Com base em gravações e delação premiada dos irmãos Joesley e Wesley Batista, donos do grupo J&F – que controla o frigorífico JBS e outras empresas –, Janot denunciou Temer ao Supremo Tribunal Federal (STF) por crime de corrupção passiva. O procurador-geral analisa a possibilidade de oferecer outras denúncias, por obstrução da Justiça e organização criminosa.
A defesa de Michel Temer comenta uma sequência de fatos. Primeiro, destaca que a Procuradoria-Geral da República admitiu que a denúncia foi feita de modo imediato, para impedir que crimes continuassem a ser praticados. Depois, afirma que, ao pedir a autorização para o processo, o ministro Edson Fachin, responsável no STF pela Operação Lava Jato, ressaltou que ainda não há crime tipificado de forma categórica contra Temer. Por fim, coloca em questão a delação premiada dos irmãos Batista, por favorecer os acusadores.
O documento elaborado pelos advogados do presidente também caracteriza a denúncia como seletiva. Mariz de Oliveira disse que a peça acusatória desconsiderou depoimentos que constam dos relatórios da Polícia Federal e que seriam benéficos a Temer.
A defesa também justifica porque Temer não respondeu às perguntas feitas pela PF. Segundo o texto, as questões tinham um caráter “arrogante, evasivo, desrespeitoso, verdadeiro acinte à dignidade pessoal e ao cargo que [Temer] ocupa, além de atentar contra dispositivos legais”. Mariz de Oliveira salientou que, se as perguntas tivessem sido formuladas pelo ministro Fachin, teriam sido respondidas.
Resumo acessível
A defesa de Temer foi entregue à CCJ antes de exaurido todo o prazo regimental, de até dez sessões do Plenário. Segundo Mariz de Oliveira, um resumo será enviado a todos os deputados. Ele ressaltou que o documento, embora técnico, foi feito em linguagem acessível, para que todos compreendam.
O advogado de Temer afirmou que considera duvidosa a gravação de Joesley Batista. Segundo Mariz de Oliveira, é uma prova ilícita, porque a lei só admite a gravação para que o interlocutor se defenda mais adiante e, além disso, foi tecnicamente questionada por laudos particulares.
“Mesmo se for considerada boa, não traz um único elemento que ligue o presidente ao cometimento de um crime”, ressaltou o advogado.

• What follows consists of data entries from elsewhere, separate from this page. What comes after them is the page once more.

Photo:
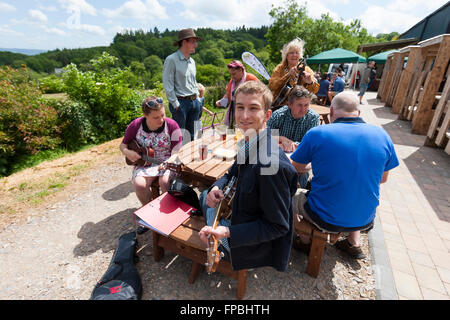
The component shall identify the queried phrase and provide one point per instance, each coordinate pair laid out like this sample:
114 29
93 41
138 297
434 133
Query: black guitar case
121 281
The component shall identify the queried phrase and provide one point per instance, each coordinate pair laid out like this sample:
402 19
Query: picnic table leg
242 284
319 241
158 252
196 268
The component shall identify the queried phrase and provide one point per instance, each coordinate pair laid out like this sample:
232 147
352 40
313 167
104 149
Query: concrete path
414 213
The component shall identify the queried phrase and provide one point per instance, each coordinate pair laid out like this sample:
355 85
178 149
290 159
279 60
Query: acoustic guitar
280 100
223 209
147 158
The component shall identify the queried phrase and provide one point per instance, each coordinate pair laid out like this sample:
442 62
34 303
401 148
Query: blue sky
51 24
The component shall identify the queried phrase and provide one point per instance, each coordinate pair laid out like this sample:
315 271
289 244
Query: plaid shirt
293 129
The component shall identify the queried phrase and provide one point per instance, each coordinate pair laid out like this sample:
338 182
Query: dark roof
383 46
433 25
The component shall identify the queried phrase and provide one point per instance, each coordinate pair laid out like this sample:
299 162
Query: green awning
381 57
337 55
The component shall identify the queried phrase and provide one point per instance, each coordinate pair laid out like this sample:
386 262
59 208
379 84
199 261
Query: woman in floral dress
161 134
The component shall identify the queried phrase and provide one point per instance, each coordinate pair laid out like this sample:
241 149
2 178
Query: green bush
27 122
109 94
210 75
51 84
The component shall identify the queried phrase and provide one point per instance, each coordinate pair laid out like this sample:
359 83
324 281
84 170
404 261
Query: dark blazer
261 228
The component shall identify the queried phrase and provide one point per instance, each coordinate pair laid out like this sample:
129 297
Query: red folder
163 214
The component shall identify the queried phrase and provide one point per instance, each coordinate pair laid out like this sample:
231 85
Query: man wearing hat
180 84
238 76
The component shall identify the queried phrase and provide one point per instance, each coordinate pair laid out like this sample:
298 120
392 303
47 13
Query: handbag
121 281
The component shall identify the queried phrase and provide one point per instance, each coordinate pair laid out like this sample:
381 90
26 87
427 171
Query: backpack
121 281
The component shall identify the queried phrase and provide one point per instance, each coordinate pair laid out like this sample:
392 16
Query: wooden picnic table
205 172
185 240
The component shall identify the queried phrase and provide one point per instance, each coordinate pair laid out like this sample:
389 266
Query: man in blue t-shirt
349 160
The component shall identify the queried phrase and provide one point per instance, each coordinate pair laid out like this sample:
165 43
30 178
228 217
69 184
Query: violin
280 100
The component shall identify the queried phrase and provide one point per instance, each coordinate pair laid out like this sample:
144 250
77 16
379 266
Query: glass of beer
203 151
222 131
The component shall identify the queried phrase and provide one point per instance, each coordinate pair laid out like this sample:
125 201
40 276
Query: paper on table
164 214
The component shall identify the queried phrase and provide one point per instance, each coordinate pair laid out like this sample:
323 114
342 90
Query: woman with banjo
290 72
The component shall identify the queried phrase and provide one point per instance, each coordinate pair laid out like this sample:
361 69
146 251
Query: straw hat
186 34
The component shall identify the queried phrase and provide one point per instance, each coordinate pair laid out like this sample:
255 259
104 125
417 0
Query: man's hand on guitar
293 72
132 155
220 232
214 197
307 77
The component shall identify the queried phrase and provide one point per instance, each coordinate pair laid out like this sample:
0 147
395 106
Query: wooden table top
322 111
209 170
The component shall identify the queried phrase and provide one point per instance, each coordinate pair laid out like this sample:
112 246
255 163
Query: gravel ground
61 251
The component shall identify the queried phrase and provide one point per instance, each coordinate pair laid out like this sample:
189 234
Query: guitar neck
151 160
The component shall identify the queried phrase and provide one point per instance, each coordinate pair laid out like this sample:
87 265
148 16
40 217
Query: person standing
238 76
287 71
365 79
180 84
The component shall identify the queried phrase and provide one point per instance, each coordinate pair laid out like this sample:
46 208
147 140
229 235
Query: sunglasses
153 104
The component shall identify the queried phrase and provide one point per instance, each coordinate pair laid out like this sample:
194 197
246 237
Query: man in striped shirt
293 121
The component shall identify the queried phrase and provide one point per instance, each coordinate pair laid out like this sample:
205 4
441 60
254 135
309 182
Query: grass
29 161
35 193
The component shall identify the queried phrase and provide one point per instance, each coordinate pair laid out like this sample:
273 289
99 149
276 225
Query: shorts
362 89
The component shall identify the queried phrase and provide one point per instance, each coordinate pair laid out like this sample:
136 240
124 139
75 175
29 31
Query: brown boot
298 245
352 251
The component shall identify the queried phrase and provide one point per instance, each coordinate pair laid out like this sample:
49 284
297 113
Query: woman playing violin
162 135
287 70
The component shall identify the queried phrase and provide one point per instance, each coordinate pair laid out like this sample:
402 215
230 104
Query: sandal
352 251
298 245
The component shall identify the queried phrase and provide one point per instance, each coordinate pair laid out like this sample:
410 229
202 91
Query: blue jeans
188 112
209 217
362 89
303 179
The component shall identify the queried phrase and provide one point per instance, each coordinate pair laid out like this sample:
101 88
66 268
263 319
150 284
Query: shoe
141 230
352 251
298 245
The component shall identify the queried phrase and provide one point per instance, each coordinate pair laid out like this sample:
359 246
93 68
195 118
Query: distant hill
28 52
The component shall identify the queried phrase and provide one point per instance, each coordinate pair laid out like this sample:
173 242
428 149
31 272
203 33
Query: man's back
348 160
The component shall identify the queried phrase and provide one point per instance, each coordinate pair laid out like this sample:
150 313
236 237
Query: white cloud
78 6
387 20
55 31
37 16
91 29
5 7
7 31
139 10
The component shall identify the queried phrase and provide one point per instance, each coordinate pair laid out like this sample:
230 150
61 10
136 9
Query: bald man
349 160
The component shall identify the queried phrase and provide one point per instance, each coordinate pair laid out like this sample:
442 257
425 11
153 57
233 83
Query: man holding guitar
148 142
259 232
290 73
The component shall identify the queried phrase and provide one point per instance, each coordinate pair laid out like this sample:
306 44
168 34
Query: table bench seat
186 242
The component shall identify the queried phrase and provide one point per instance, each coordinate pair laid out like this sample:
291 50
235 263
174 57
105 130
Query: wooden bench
186 242
318 241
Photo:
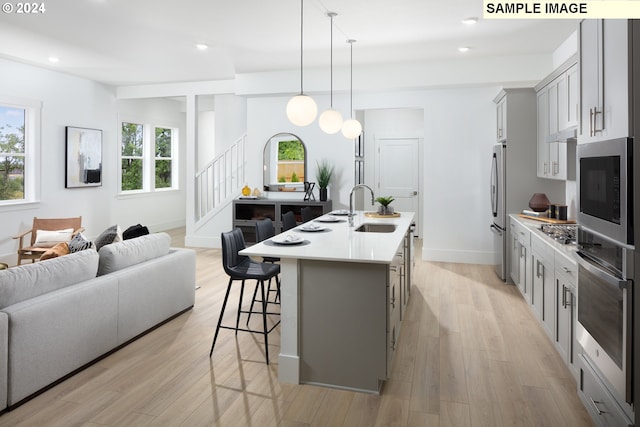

Mariz de Oliveira disse ainda que Temer teve vários encontros noturnos e fora da agenda oficial – com empresários, lideranças e representantes de várias instituições. “Nada de estranho, nada que não pudesse entrar para o rol do que se considera normal.”
Testemunhas
Sobre a proposta de deputados oposicionistas de convidar Rodrigo Janot para explicar a denúncia, o advogado de Temer avalia disse que a CCJ não é local adequado, porque a análise no colegiado não se trata de um julgamento. O presidente da CCJ, deputado Rodrigo Pacheco (PMDB-MG), ainda não anunciou uma decisão sobre o assunto, mas tem entendimento semelhante
Por outro lado, Mariz de Oliveira disse que gostaria de ter a oportunidade de confrontar Janot, de quem se considera amigo, sobre a denúncia. “Eu sou um homem do contraditório, eu quero fazer perguntas, estar vis-à-vis com aqueles que acusam o presidente”, afirmou. “Mas não sei se o momento é oportuno, se o âmbito é o correto”, acrescentou.
Tramitação
Cabe à CCJ instruir o assunto para análise do Plenário da Câmara. Nesta quarta-feira (5), o presidente da CCJ, deputado Rodrigo Pacheco (PMDB-MG), reuniu os líderes dos partidos na comissão e juntos discutiram como será a tramitação da denúncia (SIP 1/17).
Pelo calendário da comissão, o relatório sobre a denúncia, a ser elaborado pelo deputado Sergio Zveiter (PMDB-RJ), deve ser lido na segunda-feira (10), também antes de atingido o prazo regimental de cinco sessões do Plenário. Após prazo de vista de duas sessões do Plenário, o início da discussão na CCJ está previsto para quarta-feira (12).
Segundo a Constituição, em caso da acusação por crime comum, como corrupção passiva, o julgamento do presidente da República cabe ao STF, mas o processo só pode ser aberto se houver autorização do Plenário da Câmara – é necessário o apoio de pelo menos dois terços dos parlamentares (342 votos).